June 13, 2012|Dan Rodricks
If you were a guy who graduated from high school 40 years ago, in June 1972, you were only semi-worried about the Vietnam War. The draft was winding down, and if your number came up in the last of the Selective Service lotteries, maybe you went for a physical, but that was it. The draft ended a year later, the war two years after that.
If you worried about anything in 1972, it was the choice you'd made during senior year: to go to college, assuming you could afford it, or to look for a job.
If you looked for a job, you probably had some luck. The national unemployment rate was only 5.6 percent that year. In Baltimore, in 1972, you could still find work — and maybe union wages and benefits that guaranteed a middle class life — at Sparrows Point, or Martin Marietta, Western Electric, the GM plant.
But, even so, if you had any sense of the big forces at work in the country and the world, you knew something was changing. The warnings were there. Question was: Did you pick up on them?
If you lived in the Baltimore region, or anywhere in the Northeast or Midwest, you saw factories closing, and you heard elders speaking about jobs going overseas. Where I grew up, generations found work making shoes, or casting iron in foundries or laboring in textile mills. By 1972, almost all the shoe factories were shuttered, and the work at the foundries and mills started to slow down. Some companies relocated in the South, some in Latin America.
New technologies eliminated jobs. Japanese cars started to show up on our roads, and all but those driving Toyotas and Datsuns either laughed or resented them.
So, looking back on the last 40 years, the changes were profound and fast. If you graduated from high school in June 1972, you stepped into a nation in a barrel roll from an industrial and agricultural economy to something else.
That senior-year choice — to go to college or directly into the workforce — was trickier than it had been just a decade earlier. Hard to imagine now, but where I came from, in the old neighborhood, it wasn't a given that college got you a better pay day. Even with all the warnings about industrial decline, many of my peers — and their suspicious parents — had to be sold on that concept.
I picked 1972 for focus here because it provides a round-numbered span, and because it's within two years of a milestone noted recently by the Brookings Institution in a study of Americans and higher education.
In 1970, according to the Brookings Metropolitan Policy Program, only 10.3 percent of the residents of the Baltimore metropolitan area had a college degree. Think about that.
I realize that 40, or 42, years is a long time — I realize it every time I try to get up from the couch — but it's still a millisecond of human history, and in that time the number of Metro-Baltimoreans with diploma has grown by nearly 25 percentage points. This region stands 14th nationally, at 35.1 percent, in residents with a college education.
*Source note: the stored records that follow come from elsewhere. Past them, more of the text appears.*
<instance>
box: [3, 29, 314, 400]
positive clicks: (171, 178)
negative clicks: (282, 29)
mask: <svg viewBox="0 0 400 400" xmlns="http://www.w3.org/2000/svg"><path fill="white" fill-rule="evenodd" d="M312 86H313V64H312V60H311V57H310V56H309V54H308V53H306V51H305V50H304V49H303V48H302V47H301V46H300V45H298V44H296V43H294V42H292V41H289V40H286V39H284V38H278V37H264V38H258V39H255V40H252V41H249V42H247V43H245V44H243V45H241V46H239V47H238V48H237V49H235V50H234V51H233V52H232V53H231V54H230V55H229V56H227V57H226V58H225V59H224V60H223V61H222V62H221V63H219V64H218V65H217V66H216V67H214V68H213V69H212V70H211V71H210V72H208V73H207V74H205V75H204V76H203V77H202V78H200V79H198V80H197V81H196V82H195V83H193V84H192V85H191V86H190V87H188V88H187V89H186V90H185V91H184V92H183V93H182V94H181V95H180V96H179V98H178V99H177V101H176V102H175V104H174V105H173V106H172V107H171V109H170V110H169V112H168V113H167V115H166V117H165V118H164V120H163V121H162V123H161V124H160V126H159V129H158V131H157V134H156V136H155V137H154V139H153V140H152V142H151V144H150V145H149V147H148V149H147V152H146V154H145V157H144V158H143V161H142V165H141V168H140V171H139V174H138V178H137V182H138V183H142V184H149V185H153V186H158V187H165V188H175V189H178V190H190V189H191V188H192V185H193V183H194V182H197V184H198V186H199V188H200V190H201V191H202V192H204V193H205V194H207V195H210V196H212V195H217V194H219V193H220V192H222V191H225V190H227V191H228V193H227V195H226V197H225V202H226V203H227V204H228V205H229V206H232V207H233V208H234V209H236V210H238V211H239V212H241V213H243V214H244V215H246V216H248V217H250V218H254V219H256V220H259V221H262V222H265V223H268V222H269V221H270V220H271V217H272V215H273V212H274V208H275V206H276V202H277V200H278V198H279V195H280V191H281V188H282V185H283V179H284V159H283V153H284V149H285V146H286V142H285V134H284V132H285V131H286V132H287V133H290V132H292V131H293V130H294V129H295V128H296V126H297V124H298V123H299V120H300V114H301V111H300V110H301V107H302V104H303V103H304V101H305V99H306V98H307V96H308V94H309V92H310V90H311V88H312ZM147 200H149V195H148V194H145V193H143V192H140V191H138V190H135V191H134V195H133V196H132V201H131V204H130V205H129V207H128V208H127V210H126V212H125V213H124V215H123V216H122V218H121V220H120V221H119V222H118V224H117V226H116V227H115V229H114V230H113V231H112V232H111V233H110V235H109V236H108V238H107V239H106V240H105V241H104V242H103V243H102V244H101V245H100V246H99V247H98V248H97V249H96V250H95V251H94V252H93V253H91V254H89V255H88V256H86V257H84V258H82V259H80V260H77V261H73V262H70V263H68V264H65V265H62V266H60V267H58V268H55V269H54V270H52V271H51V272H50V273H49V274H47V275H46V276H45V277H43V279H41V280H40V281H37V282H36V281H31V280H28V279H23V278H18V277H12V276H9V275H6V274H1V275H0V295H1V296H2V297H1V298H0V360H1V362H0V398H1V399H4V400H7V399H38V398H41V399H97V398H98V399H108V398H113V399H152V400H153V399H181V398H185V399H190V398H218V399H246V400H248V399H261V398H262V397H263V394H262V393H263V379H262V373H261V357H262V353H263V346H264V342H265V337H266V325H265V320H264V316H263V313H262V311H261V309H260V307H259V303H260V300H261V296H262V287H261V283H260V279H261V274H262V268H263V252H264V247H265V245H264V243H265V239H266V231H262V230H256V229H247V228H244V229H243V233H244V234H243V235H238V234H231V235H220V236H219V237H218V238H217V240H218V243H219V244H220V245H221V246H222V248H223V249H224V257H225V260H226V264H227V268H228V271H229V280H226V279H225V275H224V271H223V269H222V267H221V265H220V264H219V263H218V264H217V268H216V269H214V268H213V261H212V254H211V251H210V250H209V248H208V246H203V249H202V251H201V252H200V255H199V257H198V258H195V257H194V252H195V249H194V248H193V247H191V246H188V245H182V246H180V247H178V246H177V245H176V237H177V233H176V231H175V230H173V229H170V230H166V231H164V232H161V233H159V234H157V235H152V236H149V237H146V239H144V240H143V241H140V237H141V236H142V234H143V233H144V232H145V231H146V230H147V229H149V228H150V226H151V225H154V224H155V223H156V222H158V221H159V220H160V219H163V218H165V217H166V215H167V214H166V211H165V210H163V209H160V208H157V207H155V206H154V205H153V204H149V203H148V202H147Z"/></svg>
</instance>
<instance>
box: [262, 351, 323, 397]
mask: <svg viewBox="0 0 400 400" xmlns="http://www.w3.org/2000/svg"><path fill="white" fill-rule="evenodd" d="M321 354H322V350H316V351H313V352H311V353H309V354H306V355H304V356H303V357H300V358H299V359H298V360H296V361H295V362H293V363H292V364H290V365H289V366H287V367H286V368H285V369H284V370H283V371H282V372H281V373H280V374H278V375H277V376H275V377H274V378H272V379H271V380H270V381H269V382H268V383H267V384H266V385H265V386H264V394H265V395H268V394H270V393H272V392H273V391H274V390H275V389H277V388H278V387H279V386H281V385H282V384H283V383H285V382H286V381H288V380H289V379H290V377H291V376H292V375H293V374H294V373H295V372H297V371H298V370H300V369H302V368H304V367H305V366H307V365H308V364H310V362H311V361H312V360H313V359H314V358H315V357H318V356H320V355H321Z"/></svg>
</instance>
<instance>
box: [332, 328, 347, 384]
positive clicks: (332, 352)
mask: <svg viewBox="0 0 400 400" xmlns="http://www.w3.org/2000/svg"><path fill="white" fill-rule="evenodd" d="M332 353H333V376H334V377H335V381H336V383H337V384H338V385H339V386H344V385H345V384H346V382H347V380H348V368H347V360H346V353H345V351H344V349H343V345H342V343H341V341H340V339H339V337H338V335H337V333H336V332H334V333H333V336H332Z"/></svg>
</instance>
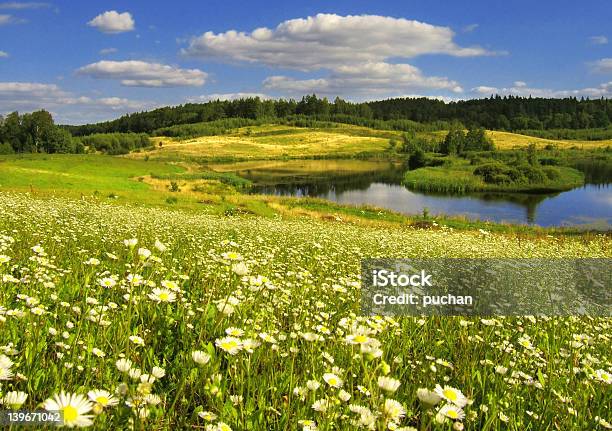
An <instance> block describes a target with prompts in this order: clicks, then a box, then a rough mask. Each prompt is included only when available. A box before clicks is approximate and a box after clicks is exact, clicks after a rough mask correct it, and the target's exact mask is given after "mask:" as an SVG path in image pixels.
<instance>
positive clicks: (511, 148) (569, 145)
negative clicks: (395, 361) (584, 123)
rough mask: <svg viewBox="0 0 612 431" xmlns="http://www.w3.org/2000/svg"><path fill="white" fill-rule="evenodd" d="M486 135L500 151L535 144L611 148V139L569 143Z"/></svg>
mask: <svg viewBox="0 0 612 431" xmlns="http://www.w3.org/2000/svg"><path fill="white" fill-rule="evenodd" d="M487 135H488V136H489V137H490V138H491V139H493V143H494V144H495V147H496V148H498V149H501V150H508V149H512V148H514V147H523V146H527V145H529V144H536V146H537V147H538V148H542V147H545V146H546V145H548V144H553V145H556V146H557V147H559V148H560V149H564V148H572V147H576V148H578V149H584V150H588V149H593V148H604V147H607V146H612V139H607V140H603V141H573V140H572V141H570V140H556V139H543V138H536V137H534V136H527V135H519V134H518V133H510V132H498V131H493V130H488V131H487Z"/></svg>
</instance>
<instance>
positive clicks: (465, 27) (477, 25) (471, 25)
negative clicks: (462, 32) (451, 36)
mask: <svg viewBox="0 0 612 431" xmlns="http://www.w3.org/2000/svg"><path fill="white" fill-rule="evenodd" d="M477 28H478V24H470V25H466V26H465V27H463V28H462V29H461V31H463V32H464V33H471V32H473V31H474V30H476V29H477Z"/></svg>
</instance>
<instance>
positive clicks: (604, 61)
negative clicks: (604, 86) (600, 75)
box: [591, 58, 612, 73]
mask: <svg viewBox="0 0 612 431" xmlns="http://www.w3.org/2000/svg"><path fill="white" fill-rule="evenodd" d="M591 70H593V72H597V73H612V58H602V59H601V60H597V61H595V62H593V63H591Z"/></svg>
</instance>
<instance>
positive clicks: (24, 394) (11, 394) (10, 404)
mask: <svg viewBox="0 0 612 431" xmlns="http://www.w3.org/2000/svg"><path fill="white" fill-rule="evenodd" d="M27 399H28V394H26V393H25V392H21V391H12V392H7V393H6V395H4V397H2V398H1V399H0V404H4V405H5V406H8V407H9V408H10V409H11V410H17V409H19V407H21V406H22V405H23V403H25V402H26V400H27Z"/></svg>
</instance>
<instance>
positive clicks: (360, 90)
mask: <svg viewBox="0 0 612 431" xmlns="http://www.w3.org/2000/svg"><path fill="white" fill-rule="evenodd" d="M263 85H264V87H265V88H266V89H269V90H274V91H283V92H287V93H295V94H299V93H301V94H303V93H311V92H315V93H318V94H325V95H347V96H352V95H355V96H365V95H368V96H371V97H374V96H377V95H378V96H385V95H389V94H393V93H397V92H405V91H411V90H419V89H430V90H431V89H433V90H447V91H451V92H454V93H459V92H461V91H463V89H462V88H461V86H460V85H459V84H458V83H457V82H455V81H452V80H449V79H447V78H441V77H427V76H424V75H423V74H422V73H421V71H420V70H419V69H418V68H416V67H414V66H411V65H409V64H390V63H384V62H379V63H365V64H363V65H354V64H353V65H344V66H338V67H337V68H336V69H335V70H334V72H333V73H332V74H331V75H330V76H329V77H326V78H318V79H294V78H290V77H286V76H271V77H269V78H267V79H266V80H265V81H264V83H263Z"/></svg>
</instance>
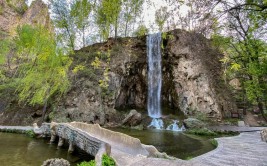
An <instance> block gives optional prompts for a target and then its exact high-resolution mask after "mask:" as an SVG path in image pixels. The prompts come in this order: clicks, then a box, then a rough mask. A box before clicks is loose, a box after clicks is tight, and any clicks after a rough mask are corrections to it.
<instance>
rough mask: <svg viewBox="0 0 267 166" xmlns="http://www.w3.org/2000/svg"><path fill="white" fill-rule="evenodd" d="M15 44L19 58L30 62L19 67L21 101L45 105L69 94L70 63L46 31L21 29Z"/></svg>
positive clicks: (24, 26)
mask: <svg viewBox="0 0 267 166" xmlns="http://www.w3.org/2000/svg"><path fill="white" fill-rule="evenodd" d="M15 43H16V46H17V49H18V51H17V54H18V58H23V59H24V58H26V59H27V62H28V63H24V64H22V65H21V67H20V74H19V78H20V81H19V85H18V87H17V92H18V93H19V100H20V101H26V102H28V103H29V104H31V105H35V104H41V105H43V104H45V102H46V101H47V100H48V99H49V98H50V97H51V96H53V95H57V96H61V95H62V94H64V93H66V92H67V91H68V88H69V80H68V76H67V72H68V68H69V66H70V64H71V60H70V59H69V58H68V57H67V56H65V55H64V54H63V53H62V51H61V50H59V49H57V48H56V42H55V40H54V38H53V36H52V35H51V34H50V33H49V32H48V31H47V30H45V29H44V28H42V27H39V28H32V27H31V26H29V25H24V26H22V27H21V28H19V29H18V37H17V38H16V40H15Z"/></svg>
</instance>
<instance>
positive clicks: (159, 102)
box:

That might not seem like much, but given where the region came from, with blue-collar jobs relatively easy to come by for decades, it's something worth stopping to appreciate. And given the Baltimore tendency toward low self-esteem — the collective habit of thinking of our region and its central city as a backwater — the findings should be savored. As a percentage of population, we have a better educated workforce than New York-New Jersey, and we're significantly ahead of Pittsburgh, often held up as a model of post-industrial renewal — "the most livable city in America" — buoyed by educational and medical institutions.
Certainly there are plenty of reasons for Baltimore's progress with regard to degreed residents: The advance of rights and opportunities for women and minorities, the immigrant class' high regard for education, and the push of the Greatest Generation to get their baby boom children to better themselves.
But it also indicates that a significant number of men and women who came of age in the 1970s got the message, that the world was changing — "These jobs are goin', boys, and they ain't comin' back" (Springsteen) — and that they'd better get on another track besides the one to the mill. We did better than I expected we would.